Everyday was a new challenge, a new workout; one more day of hope and one more moment of feeling alive and present, and the best part was that no one could take it away from me.
My passion for fitness was never tested and I soon knew how desperately I wanted to share it with others; I just didn’t expect to feel even more motivated, more challenged by the work that the people who I would spend an hour with would put in. Each one of them was so unique and had a different story to tell; a different kind of shadow haunting them; chasing them and some were so willing to lay it all out on the gym room floor, beads of sweat dripping out of their pores, making me feel like I was someone to believe in just as much as I believed in them. And I knew, right there that I wanted to be more than just someone who told you how to lose weight; someone who would put you through some vigorous workout that I knew that you might not be able to even achieve, not because I didn’t think you were capable, only that I knew the limitation; the mental barrier that needed to be torn down in order to move forward.
It has become much more than just a scheduled time, a scheduled workout. No. It was about earning trust and lending support. It was to help them destroy defeat rather than feel defeated.
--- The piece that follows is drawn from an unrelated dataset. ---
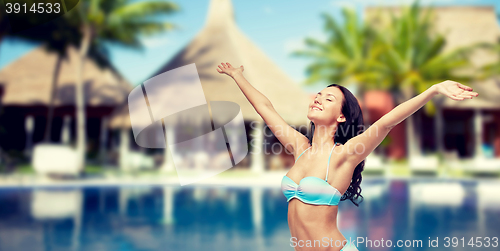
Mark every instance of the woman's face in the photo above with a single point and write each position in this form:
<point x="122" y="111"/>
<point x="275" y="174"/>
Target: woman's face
<point x="326" y="108"/>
I guess what I’m trying to say here is, if you’re thinking about becoming a personal trainer because you want to change lives; you want to help people lose weight, feel better, understand that you’re life will be changed as well, you will grow, and you will have to accept that you don’t necessarily know everything. You will have to understand that clients are people not science experiments, not a number or an outcome. No. They are much more than that. They are relationships, life changers, life savers, fighters, and while they hired you, that doesn’t mean that they are going to trust you right away, so don’t expect to throw some numbers at them, or change their entire method of living or diet the very first time you meet with them.
So, again, if you’re thinking about becoming a personal trainer because you know how to get a six pack or a reduction in body weight, that’s only short term for them. Are you prepared to set them up for the long term? Are you prepared to give them the tools necessary to achieve success and overcome obstacles even when you’re not with them? Are you willing to create a plan that challenges them emotionally, mentally and physically? To help them feel confident, strong, and healthier for the rest of their life? Even after you stop working with them?